I would think the easiest way to do it would be to replace the doors with something like a roll desk type door, with lots of segments in it and then pull them back to the sides of the cabinet with a track system. It certainly wouldn't look as pretty, but it will be a lot easier to retrofit. By contrast, actuation arms for opening the doors will be difficult to integrate well, but can be done. The problem will be the fact that you'll likely need multiple arms in order to not interfere with the TV mechanism.


----------



## pianoman (Jan 16, 2008)

It`s really hard to imagine two different mechanizims just to watch TV. If he has one to bring the screen into view...depending on the type henges and motion of the doors... I would think that same system could be linked to the doors. Bumpers, pullys, cables...release springs ect. Flipper doors would be tricky...the kind that open and then retract...anyway...inquiring minds like pictures! Rick


----------



## Gerry KIERNAN (Apr 20, 2007)

You might want to look at geared motors controlled by double acting micro switches. Probably not going to be cheap, but should be doable. The micro switches would limit the door travel by cutting the electricity at the open position, and at the closed position. They would have to be double acting to switch from opening to closing once the travel limit was met.
Gerry


----------



## fullhousecabinets (Jun 17, 2008)

frankp-- At this point, changing the doors is not an option. He would rather manually open them than change them completely.

pianoman-- Yes, two completely different mechanisms just to watch tv. The door hinges are 170 degree Salice. The problem is that the doors need to be in the fully open position before the tv starts to come out of the cabinet so as not to damage the doors or the tv.

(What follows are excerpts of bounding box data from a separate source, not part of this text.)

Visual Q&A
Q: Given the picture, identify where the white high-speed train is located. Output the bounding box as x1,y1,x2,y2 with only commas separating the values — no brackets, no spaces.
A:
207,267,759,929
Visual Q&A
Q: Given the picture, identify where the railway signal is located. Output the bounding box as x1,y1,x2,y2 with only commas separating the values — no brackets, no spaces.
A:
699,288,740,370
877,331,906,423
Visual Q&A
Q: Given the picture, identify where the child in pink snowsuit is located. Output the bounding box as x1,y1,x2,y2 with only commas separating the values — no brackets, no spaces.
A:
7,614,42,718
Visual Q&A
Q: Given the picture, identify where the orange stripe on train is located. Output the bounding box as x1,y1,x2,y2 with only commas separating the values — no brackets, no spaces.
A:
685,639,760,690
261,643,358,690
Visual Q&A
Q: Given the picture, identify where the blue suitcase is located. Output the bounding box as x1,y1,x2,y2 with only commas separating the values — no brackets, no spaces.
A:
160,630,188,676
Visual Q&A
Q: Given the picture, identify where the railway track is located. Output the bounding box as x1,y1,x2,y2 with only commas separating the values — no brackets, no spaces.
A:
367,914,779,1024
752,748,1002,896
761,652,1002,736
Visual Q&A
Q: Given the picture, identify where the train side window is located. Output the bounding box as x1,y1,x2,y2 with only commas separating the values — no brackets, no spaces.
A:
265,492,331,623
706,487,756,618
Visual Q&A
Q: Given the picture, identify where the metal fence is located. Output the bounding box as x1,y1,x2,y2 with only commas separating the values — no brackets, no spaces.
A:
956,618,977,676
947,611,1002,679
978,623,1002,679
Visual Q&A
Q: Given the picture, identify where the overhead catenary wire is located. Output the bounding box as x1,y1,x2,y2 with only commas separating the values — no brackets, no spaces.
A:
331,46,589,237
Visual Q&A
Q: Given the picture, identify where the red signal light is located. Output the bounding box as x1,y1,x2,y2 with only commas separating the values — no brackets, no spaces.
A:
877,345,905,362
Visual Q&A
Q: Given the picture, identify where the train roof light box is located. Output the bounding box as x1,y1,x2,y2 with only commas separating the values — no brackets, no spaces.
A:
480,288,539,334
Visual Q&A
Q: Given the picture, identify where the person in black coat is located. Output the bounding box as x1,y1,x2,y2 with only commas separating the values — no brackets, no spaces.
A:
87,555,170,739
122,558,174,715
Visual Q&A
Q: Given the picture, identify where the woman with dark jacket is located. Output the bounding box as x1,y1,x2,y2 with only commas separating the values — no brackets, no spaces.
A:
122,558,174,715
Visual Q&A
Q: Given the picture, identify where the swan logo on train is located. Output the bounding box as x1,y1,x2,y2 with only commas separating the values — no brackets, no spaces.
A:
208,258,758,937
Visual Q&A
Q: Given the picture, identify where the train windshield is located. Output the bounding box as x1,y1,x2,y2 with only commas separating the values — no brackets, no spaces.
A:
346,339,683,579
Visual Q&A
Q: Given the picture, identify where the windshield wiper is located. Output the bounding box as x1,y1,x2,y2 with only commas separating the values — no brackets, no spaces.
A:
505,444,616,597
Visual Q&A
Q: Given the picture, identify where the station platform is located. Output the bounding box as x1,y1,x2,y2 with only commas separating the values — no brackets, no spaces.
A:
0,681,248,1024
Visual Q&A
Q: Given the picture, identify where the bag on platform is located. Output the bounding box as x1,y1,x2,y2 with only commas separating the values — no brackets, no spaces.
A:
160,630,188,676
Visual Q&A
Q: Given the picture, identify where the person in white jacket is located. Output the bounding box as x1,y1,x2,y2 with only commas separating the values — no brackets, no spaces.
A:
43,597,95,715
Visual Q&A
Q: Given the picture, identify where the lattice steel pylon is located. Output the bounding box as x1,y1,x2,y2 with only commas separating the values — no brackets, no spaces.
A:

Gerry-- That sounds like a possibility. It just seems like since the doors do not pivot on an exact line--the hinge swings the door away from the face of the cabinet--that a geared motor would not work unless I am missing something.

Thank you for the input,
Mike


----------



## frankp (Oct 29, 2007)

fullhouse, an option I was thinking of would be to push the doors open with some sort of extension arm. Have two arms attached at the hinge side of the doors at an angle and then have the door catch (presumably in the center of the doors) be some sort of magnetic lock attached to an ir remote or something to trigger it on and off.

Release the lock, and the doors open by extension of the arms. Finding the right pivot point that will actually open the doors may be difficult. You could simplify it by allowing the arms to track along the door an inch or so (horizontally) thus not having to worry quite so much that it's the perfect pivot for opening and closing.


----------



## Gerry KIERNAN (Apr 20, 2007)

Hi Mike

You might be able to find a geared motor with an arm on it. Can you post a picture of the cabinet?

Gerry


----------